Creating more cvTokens also increases BTC value through network effects. People who wouldn't have bought BTC will buy BTC in order to buy cvTokens (even if they don't realise they're doing it because an exchange does it for them). And although people want to be
able to cash out cvTokens, they don't really
want to cash them out unless the cvToken is losing popularity or the collateral is suspect. Also, backers have the right of first refusal on above-market value bids in the distributed auction. This type of opportunity seems hard to match for someone who believes Bitcoin will rise.
There is another mode backers can operate in, where their risks and profits are reduced to exactly those of holding the instrument, but while simultaneously increasing the available quantity of cvTokens. It's achieved by treating deposited BTC as traditional collateral, and holding the full value of the issued cvTokens in the non-digital basis as soon as they are sold at market. This is a role that businesses have an incentive to play in order to facilitate a cheap, stable, fraud-resistant payment method for their customers--especially if they are holding BTC already for some other reason. It's called "gift-card mode", and the two modes can happily co-exist.
cvTokens aren't perfect. But they do have three key points in their favour:
1. They have all the characteristics of bitcoins, except that they separate the speculator and market participant roles somewhat. This is where they compete, rather than against fiat/bonds/other traditional instruments. They let people use bitcoins without holding bitcoins. Any improvement in stability over bitcoins is considered to be a useful property for cryptocommerce.
2. If the reference point for "stable" in a cvToken is an inflationary currency, bitcoins will tend to appreciate against them over time (all other things being equal). This gives the backers a slight edge over straight speculation at a price that consumers seem willing to pay--an incentive for stability.
3. Successful cvToken colours tie up BTC, reducing the supply and increasing the price--a positive feedback loop for the token's collateralisation if they are eventually used widely. Although this additional effect would disappear if a cvToken was rapidly cashed out, it allows for different cvTokens to indirectly back each other; especially if some of a cvToken's fleeing users flee to another token.
At least that's what I'm seeing from reading this thread. I'm not entirely sure that I understand everything as well as I should, and I'm automatically skeptical of value fixing schemes since none has ever worked in all of history, at least so far.
To set expectations appropriately, I would expect cvTokens to be less successful at value fixing than first-world fiat, and more successful than Bitcoin or gold. True value-fixing is an extremely hard problem.

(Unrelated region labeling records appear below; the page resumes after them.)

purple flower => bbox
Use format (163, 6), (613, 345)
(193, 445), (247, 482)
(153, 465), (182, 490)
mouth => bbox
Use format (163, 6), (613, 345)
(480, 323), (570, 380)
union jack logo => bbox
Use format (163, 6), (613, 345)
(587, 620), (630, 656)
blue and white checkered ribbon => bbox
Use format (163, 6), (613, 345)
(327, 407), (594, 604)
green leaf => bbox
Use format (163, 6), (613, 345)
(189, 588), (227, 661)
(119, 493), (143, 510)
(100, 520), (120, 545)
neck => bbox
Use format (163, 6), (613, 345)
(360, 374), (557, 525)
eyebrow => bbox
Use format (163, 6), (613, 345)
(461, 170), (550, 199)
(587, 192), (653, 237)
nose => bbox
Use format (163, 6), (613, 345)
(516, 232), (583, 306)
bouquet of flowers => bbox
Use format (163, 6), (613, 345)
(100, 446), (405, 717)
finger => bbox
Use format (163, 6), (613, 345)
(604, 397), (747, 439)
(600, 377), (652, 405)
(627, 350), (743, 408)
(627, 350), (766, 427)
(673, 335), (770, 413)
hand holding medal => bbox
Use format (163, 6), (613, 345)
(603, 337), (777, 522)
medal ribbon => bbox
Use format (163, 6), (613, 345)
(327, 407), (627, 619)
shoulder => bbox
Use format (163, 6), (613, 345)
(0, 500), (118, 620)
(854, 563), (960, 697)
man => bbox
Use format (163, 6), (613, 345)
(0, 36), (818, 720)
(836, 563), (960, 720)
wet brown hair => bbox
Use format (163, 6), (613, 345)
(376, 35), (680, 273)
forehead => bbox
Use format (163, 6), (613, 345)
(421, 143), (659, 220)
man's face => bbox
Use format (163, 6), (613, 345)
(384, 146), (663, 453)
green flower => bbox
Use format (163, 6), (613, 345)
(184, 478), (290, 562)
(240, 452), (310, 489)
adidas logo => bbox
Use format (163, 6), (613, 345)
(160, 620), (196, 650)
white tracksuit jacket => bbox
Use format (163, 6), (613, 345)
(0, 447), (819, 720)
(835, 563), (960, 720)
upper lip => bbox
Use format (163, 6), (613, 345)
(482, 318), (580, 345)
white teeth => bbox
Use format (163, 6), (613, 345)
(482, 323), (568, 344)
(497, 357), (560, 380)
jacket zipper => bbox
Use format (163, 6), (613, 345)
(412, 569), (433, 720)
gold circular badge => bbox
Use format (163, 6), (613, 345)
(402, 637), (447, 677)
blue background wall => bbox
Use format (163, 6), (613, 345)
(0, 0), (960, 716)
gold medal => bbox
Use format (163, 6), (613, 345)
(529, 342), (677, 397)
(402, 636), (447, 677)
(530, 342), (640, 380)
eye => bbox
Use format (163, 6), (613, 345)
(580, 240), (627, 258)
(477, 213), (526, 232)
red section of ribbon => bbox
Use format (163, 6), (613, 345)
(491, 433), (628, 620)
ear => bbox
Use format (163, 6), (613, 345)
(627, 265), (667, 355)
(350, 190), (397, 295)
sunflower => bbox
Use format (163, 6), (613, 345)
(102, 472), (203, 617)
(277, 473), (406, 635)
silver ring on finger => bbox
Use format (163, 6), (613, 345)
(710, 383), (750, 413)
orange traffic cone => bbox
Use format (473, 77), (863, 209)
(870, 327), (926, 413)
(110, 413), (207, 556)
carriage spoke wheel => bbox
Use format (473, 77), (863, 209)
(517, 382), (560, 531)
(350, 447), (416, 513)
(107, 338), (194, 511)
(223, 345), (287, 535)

I think it's also valuable to identify the shortcomings of the system, which I haven't yet had a chance to detail. The largest one is that the ratio of interested speculators to interested users would likely limit availability of a cvToken, especially during periods of high BTC valuation. The nature of a cvToken bunches demand into a very tight band, which means users won't just pay more to get them (unless retailers offer a "cash" discount for them. Even then the effect is small). This could have a stifling effect on their utility when they can't expand in volume quickly enough to match consumer interest.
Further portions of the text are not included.